The Widening Gap Between Present Global Temperature and IPCC Model Projections

An increase in global temperature required to match the Intergovernmental Panel on Climate Change (IPCC) projections is becoming increasingly unlikely. A shift to a mean projected pathway of 3 degrees increase by the end of the century would require an immediate, large, and sustained increase in temperature which seems physically impossible.

Global surface temperatures have not increased at all in the last 18 years. The trend over the last few years is even falling slightly.

Global temperatures continue to track at the low end of the range of global warming scenarios, expanding a significant gap between current trends and the course needed to be consistent with IPCC projections.

On-going international climate negotiations fail to recognise the growing gap between the model projections based on global greenhouse emissions and the increasingly unlikely chance of those models being correct.

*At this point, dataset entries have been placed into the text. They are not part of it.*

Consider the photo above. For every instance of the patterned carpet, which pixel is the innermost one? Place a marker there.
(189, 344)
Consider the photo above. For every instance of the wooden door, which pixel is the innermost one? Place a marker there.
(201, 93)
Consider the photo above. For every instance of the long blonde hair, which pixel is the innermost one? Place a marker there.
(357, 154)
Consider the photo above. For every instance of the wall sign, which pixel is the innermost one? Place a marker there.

Research led by Ben Santer, compared temperatures under emission scenarios used to project climate change by the (IPCC) with satellite temperature observations at all latitudes.

“The multimodel average tropospheric temperature trends are outside the 5–95 percentile range of RSS results at most latitudes.” reports their paper in PNAS. Moreover, it is not known why they are failing.

“The likely causes of these biases include forcing errors in the historical simulations (40–42), model response errors (43), remaining errors in satellite temperature estimates (26, 44), and an unusual manifestation of internal variability in the observations (35, 45). These explanations are not mutually exclusive.”

Explaining why they are failing will require a commitment to skeptical inquiry and an increasing need to rely on the scientific method.

The unquestioning acceptance of projections of IPCC climate models by the CSIRO, Australian Climate Change Science Program, and many other traditional scientific bodies that has informed policies and decisions on energy use and associated costs must be called into question. So to must the long-term warming scenarios based on the link between emissions and increases in temperature.

Q: Where Do Climate Models Fail? A: Almost Everywhere

“How much do I fail thee. Let me count the ways”

Ben Santer’s latest model/observation comparison paper demonstrates that climate realists were right and climate models exaggerate warming:

The multimodel average tropospheric temperature trends are outside the 5–95 percentile range of RSS results at most latitudes.

Where do the models fail?

1. Significantly warmer than reality (95% CI) in the lower troposphere at all latitudes, except for the arctic.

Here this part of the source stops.